Armyworms Seen In The Northland; Save Your Trees
On the way to the campground this week-end we commented on how big the leaves of the trees were, not knowing we should enjoy them while we have them! ARMY WORMS!!! When we camp at Grand Casino Hinckley we always run the back country roads. It reminds me of the back roads in Wrenshall. While running we experience beautiful forestry and quaint farms where locals work hard growing crops and raising cattle (which sometimes makes it difficult to breathe when running….”dairy air”)…but we weren’t prepared to see what we saw. We should have been, it IS that time of year. They looked like tiny cotton sacs, stretched from limb to limb. Sacs of army worm eggs…as the sun hit the sac, it luminated shadows of army worms not yet out, crawling around inside.

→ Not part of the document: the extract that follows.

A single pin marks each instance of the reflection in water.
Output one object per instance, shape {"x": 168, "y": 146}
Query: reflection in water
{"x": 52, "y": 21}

It took me a minute to realize the OUTSIDE of the sac had actual, rather healthy looking, army worms clinging to it, no doubt waiting for friends and family to “break out” of their cotton jail. As we ran further, we noticed more and more of these birthing sacs. I did my research and the experts say that 2011 is not in the cycle to be horrendous, but one is bad enough, don’t you agree?
Remember about 10 years ago when they were at their peak? They had a water truck go through before the Grandma’s Half Marathon started to wash them off the road. By the time the full marathoners came through, the army worms had climbed back onto the road, causing a very slippery, sloppy run!
How did the army worms affect your summer the year they were bad? Remember them hanging from the trees on a web-like string?
The name “armyworm” has been applied to the forest tent caterpillar and other moths whose numbers buildup, defoliate trees, and then move in great numbers to other trees to continue their leaf damage. The true armyworm, Pseudaletia unipuncta, is a caterpillar that belongs to the cutworm family, and it is primarily a pest of grasses, small grains, and corn.
Here’s how you can protect your trees:
According to Echo Press, there are a number of insecticide soaps and sprays you can buy…or you could simple wrap the trunk of the tree with tin foil or plastic wrap and coat it with oil INSIDE AND OUT, those little buggers will go under your wrap job if you don’t.
Good Luck! May the “forest” be with you….(ok, bad joke, but couldn’t resist)!